LIIMA, “ii” (4AD, 2016)

Liima-goatSono nati da tre membri degli Efterklang, ma hanno tutto quello che serve per far sì che questo epiteto di parentela diventi sempre meno rilevante. A giudicare dal loro primo album infatti i Liima sembrano avere già un sound e un’identità molto chiara, che va ben al di là del seppur pregevole recinto synth-pop nel quale si muoveva la band danese di appartenenza.

I legami musicali con gli Efterklang sono ovviamente ancora riconoscibili, ma con “ii” Casper Clausen, Mads Brauer e Rasmus Stolber dimostrano fin da subito di aver fatto un notevole passo in avanti. In tutto questo esordio discografico sono infatti numerose ed evidenti le prove della maturazione di un sound complesso e stratificato, che si muove tra atmosfere e generi già conosciuti – il synth-pop, l’elettronica – e nuovi territori da esplorare – l’industrial, la sperimentazione. A dare vita ad un tale mix hanno contribuito prima di tutto due fattori: il primo, la presenza del percussionista finlandese Tatu Rönkkö, che nell’economia disco ha un ruolo determinante; e il secondo, la gestazione dell’album, che è stato registrato a Berlino in soli tre giorni, ma ideato e scritto durante numerose jam sessions ospitate in diverse città e località europee (oltre a Berlino, anche la Finlandia, Madeira, Istanbul).

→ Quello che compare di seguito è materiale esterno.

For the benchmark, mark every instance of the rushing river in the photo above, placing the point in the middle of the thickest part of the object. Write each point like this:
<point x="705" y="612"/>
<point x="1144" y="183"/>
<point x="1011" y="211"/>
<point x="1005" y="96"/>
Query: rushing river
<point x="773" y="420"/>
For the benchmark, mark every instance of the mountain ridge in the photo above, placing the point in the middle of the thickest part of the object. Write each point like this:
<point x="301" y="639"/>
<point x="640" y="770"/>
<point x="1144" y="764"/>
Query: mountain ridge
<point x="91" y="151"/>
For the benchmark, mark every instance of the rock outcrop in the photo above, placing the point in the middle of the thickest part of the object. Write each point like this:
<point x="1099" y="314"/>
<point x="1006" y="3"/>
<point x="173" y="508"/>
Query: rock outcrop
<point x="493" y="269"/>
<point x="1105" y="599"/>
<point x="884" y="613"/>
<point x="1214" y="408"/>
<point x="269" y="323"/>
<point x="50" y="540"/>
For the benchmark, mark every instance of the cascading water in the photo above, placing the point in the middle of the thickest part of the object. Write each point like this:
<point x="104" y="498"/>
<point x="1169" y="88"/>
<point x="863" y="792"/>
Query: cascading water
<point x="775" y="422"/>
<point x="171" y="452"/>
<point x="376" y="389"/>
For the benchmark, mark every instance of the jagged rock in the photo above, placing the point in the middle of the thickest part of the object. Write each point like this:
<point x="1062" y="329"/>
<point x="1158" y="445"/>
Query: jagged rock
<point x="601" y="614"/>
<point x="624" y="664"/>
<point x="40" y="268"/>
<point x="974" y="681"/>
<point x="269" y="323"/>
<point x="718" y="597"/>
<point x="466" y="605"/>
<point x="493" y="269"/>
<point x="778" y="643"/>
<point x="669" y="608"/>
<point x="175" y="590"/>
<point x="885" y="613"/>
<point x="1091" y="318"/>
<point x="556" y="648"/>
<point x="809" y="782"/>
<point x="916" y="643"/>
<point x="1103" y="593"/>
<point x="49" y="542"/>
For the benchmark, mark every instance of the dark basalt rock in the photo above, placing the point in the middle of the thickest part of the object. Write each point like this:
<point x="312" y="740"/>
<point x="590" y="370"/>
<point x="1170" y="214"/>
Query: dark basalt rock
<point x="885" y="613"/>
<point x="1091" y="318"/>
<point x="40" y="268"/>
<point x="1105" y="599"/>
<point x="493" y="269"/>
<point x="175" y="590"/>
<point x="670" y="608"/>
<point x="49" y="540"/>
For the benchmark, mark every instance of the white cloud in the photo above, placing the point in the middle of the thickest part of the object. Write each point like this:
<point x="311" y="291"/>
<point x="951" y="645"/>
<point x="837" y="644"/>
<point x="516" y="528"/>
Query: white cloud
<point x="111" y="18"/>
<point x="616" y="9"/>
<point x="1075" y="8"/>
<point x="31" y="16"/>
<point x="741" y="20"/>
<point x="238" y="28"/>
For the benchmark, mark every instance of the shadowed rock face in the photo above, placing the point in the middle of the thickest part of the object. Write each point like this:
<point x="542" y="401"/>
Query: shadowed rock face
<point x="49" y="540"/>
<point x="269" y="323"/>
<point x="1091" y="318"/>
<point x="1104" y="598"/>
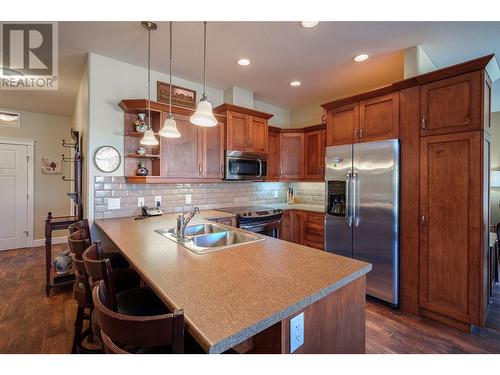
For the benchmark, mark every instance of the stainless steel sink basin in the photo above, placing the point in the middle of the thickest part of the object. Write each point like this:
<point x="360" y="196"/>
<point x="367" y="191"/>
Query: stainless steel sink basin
<point x="205" y="238"/>
<point x="196" y="230"/>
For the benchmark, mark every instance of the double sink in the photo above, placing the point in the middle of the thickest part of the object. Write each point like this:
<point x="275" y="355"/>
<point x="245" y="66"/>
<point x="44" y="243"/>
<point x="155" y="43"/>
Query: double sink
<point x="205" y="238"/>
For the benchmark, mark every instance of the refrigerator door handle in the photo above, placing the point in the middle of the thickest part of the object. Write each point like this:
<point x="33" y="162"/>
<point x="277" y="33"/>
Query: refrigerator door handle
<point x="348" y="199"/>
<point x="355" y="199"/>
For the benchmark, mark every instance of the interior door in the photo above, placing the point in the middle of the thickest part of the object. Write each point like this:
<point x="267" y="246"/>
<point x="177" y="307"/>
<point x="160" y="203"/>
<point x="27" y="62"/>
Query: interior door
<point x="13" y="196"/>
<point x="182" y="157"/>
<point x="375" y="224"/>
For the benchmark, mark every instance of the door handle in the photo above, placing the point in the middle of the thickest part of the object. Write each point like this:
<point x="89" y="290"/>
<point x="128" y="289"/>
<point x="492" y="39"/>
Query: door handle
<point x="355" y="198"/>
<point x="348" y="199"/>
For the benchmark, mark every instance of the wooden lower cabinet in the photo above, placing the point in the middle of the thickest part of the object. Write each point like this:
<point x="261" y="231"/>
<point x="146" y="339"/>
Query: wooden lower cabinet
<point x="303" y="227"/>
<point x="451" y="226"/>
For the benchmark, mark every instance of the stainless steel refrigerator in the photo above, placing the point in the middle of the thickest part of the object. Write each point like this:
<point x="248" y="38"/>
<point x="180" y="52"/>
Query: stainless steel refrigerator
<point x="362" y="204"/>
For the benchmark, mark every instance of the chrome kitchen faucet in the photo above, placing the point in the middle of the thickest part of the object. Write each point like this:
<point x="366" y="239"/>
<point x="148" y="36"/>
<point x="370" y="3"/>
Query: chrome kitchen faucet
<point x="182" y="222"/>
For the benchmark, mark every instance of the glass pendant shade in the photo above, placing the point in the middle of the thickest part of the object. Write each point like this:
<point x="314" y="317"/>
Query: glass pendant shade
<point x="203" y="115"/>
<point x="149" y="139"/>
<point x="169" y="129"/>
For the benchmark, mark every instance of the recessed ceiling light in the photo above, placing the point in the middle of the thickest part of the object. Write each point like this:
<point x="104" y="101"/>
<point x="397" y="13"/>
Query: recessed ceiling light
<point x="361" y="57"/>
<point x="244" y="62"/>
<point x="309" y="24"/>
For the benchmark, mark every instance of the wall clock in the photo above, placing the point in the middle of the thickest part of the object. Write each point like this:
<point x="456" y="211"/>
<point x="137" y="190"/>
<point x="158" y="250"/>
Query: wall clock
<point x="107" y="159"/>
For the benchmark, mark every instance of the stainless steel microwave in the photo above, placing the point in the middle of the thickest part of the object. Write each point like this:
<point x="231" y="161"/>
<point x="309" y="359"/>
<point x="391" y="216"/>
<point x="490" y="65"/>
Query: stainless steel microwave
<point x="245" y="166"/>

“ii” è insomma un disco che nasce ed è costruito proprio a partire dall’eterogeneità che ha contraddistinto le diverse situazioni in cui è stato pensato e scritto. Al suo interno quindi convivono diverse sonorità, ma a stupire è proprio il modo in cui tutte le differenze vengono via via armonizzate e rese coerenti le une con le altre – a questo proposito, non ci sorprenda più di tanto scoprire che “liima” in finlandese significa “colla”.
Così, se è vero che il sound sfocia spesso in composizioni dalle atmosfere paranoiche, claustrofobiche e abrasive, è anche vero che qua e là la crescente tensione è alleggerita da momenti più caldi e solari. Da una parte infatti c’è un approccio noise-industrial nell’elettronica che contraddistingue brani come “Roger Waters”, “Woods”, “513”, un’elettronica che con le sue tinte oscure ricorda anche qualche momento ispirato dei Liars; dall’altra parte invece “Black Beach” e “Change Of Time” rivelano sonorità più spensierate o perchè no dancey, vicine ai momenti più colorati di Animal Collective e soprattutto di Panda Bear. Ma le due diverse anime del disco non sono mai in contrapposizione, anzi sembrano alimentarsi a vicenda, giocare sulla loro complementarietà o addirittura congiungersi in brani dalla struttura più ibrida, a volte alt-pop, a volte new-wave: è il caso di “Russians”, sorretta da un campionamento di fiati d’ottone simile ad una parata, e “Trains In The Dark”, nel quale i synth pomposi incontrano il calore della voce di Clausen.

I Liima in definitiva hanno prodotto un disco molto ricco, che ha il pregio di farsi apprezzare e scoprire col passare tempo. La densità del sound non lo rende accessibile in maniera facile ed immediata, così come invece succedeva per gli abum degli Efterklang, ma questo è un innegabile punto a favore: la complessità è spesso sintomo di crescita.